01 Undergraduate Research Proposal · Course AG

Stabilizing the Edge

A Two-Layer Genetic Algorithm Framework for PPO in High-Noise Environments

Applied to the "Pongpong" Taiwanese Mahjong Self-Play Platform

Hong-Rui Su (C112156233)　|　National Kaohsiung University of Science and Technology, Dept. of CSIE　|　April 2026

02 The Foundation

A High-Throughput Self-Play Ecosystem

Engine

3,000
steps / second

High-performance Go engine, 256 concurrent environments, shared-memory gRPC. Measured mean = 3,001 sps across 736 updates.

Policy

10M
parameters

MahjongTransformer: 4 layers × 8 heads × d=256; input 4,522-dim (133 × 34 tiles); 109-action discrete space.

Live Deployment

2,814
human matches

pongpong-online production deployment. 10 users, 40 days of human-vs-bot matches for cross-validating sync-eval results.

03 The Incident

Achieving and Systematically Losing the Edge

Six training checkpoints evaluated via sync-eval vs. 3× rotating-dealer expert opponents.

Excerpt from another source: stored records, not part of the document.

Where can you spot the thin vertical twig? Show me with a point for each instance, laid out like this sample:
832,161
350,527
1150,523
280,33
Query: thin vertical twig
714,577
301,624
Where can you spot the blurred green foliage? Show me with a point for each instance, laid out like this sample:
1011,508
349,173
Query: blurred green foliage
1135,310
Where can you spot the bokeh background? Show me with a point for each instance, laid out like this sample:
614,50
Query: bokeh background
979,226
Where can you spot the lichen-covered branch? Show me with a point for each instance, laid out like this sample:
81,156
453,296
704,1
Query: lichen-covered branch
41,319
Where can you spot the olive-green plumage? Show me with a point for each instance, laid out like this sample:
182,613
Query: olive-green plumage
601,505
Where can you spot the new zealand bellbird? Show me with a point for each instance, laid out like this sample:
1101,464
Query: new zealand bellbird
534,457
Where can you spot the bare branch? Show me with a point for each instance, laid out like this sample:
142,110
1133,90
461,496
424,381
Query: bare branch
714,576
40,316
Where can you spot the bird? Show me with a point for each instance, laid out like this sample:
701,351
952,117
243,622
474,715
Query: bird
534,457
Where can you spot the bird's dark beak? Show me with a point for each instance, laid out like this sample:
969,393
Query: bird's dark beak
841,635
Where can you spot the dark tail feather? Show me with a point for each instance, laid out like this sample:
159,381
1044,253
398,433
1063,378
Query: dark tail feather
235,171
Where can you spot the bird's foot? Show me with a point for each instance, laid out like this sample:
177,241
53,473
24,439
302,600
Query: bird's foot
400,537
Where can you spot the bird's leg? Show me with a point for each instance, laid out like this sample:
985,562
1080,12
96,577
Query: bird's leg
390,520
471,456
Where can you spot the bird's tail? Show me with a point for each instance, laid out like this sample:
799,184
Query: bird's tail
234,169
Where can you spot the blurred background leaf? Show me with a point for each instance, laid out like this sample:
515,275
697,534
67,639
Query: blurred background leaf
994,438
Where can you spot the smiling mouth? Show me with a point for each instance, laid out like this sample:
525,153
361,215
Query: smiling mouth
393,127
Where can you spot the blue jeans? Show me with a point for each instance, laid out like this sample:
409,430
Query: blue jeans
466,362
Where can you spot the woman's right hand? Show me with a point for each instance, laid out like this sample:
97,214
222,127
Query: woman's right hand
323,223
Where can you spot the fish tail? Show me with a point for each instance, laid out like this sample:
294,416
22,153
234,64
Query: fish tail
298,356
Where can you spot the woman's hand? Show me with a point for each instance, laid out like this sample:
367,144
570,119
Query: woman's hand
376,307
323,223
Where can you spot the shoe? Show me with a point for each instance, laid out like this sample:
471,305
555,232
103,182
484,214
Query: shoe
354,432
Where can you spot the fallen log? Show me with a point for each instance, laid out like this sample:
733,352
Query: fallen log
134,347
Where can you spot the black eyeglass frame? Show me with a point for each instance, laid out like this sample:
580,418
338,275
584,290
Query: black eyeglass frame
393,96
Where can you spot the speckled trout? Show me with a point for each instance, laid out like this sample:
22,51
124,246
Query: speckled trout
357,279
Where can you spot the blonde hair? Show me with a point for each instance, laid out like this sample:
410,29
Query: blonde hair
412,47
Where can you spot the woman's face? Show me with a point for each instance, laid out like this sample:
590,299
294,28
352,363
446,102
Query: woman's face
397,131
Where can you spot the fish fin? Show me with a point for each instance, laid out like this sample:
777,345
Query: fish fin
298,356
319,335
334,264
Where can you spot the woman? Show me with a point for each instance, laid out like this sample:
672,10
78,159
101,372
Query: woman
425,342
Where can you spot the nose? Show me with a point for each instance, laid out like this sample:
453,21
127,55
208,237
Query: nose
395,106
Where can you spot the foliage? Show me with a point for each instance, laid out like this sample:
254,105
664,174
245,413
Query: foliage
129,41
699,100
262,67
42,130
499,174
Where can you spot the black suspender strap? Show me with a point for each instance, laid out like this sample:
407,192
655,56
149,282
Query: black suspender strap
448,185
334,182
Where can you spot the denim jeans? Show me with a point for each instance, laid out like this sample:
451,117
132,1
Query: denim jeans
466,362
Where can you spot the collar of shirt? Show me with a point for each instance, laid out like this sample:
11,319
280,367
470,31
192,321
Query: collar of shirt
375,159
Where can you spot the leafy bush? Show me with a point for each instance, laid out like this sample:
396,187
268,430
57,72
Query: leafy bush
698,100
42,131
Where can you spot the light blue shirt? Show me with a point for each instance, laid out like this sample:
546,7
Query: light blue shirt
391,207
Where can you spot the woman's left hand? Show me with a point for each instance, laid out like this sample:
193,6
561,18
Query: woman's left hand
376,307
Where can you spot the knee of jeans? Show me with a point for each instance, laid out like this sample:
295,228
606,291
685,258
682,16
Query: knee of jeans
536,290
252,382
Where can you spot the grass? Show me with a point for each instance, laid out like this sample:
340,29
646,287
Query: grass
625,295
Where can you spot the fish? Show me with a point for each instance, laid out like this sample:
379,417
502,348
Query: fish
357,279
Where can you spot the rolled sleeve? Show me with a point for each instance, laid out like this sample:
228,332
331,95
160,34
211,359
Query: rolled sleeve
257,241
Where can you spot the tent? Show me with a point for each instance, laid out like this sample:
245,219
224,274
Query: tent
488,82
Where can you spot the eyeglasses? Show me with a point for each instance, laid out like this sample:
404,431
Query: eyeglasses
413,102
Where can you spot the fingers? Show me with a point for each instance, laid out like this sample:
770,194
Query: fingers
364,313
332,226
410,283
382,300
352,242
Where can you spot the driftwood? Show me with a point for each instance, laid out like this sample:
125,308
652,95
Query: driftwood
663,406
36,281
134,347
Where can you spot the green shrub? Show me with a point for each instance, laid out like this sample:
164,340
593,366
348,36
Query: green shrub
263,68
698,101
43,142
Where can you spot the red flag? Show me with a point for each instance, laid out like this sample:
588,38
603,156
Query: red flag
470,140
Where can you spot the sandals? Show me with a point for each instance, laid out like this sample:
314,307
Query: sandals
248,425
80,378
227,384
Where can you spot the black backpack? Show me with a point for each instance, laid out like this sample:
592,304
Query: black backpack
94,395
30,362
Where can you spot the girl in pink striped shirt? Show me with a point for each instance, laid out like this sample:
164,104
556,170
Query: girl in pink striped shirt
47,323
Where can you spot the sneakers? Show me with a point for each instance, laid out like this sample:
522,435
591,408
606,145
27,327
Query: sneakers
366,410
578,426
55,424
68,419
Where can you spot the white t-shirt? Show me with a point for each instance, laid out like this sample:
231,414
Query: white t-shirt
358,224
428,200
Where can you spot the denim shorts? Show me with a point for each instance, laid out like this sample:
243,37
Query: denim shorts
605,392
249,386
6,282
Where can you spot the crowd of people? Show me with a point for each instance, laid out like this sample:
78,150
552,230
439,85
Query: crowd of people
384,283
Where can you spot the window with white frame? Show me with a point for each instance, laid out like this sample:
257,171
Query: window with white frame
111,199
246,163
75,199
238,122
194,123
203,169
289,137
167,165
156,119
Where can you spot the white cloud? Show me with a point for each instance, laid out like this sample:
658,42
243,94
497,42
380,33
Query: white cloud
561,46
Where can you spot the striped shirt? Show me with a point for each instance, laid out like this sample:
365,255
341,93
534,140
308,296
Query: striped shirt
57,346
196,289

All numbers are measured (n = 10K or 100K).

Checkpoint	Step	WR %	Score/game	Deal-in %	Δwr vs baseline	Δscore vs baseline
Expert rotating baseline	—	24.49	+0.013	18.61	—	—
BC transformer	0	23.66	−0.05	19.01	−0.83	−0.06
S1-best (production model)	~10M	25.35	+0.14	16.29	+0.86	+0.13
S2-early	20M	21.54	−0.13	17.28	−2.95	−0.14
S2-peak (pool)	160M	24.51	+0.06	15.63	+0.02	+0.05
S2-mid	180M	20.64	−0.23	15.16	−3.85	−0.24
S2-end	202M	19.83	−0.27	15.13	−4.66	−0.28

S1 learned robust defense. Deal-in rate drops from 18.61% (expert) to 16.29% (S1-best) — a significant −2.32pp improvement. Meanwhile, avg fan on win stays comparable to expert (2.65 vs 2.62). The edge comes from defensive skill, not bigger-hand pursuit.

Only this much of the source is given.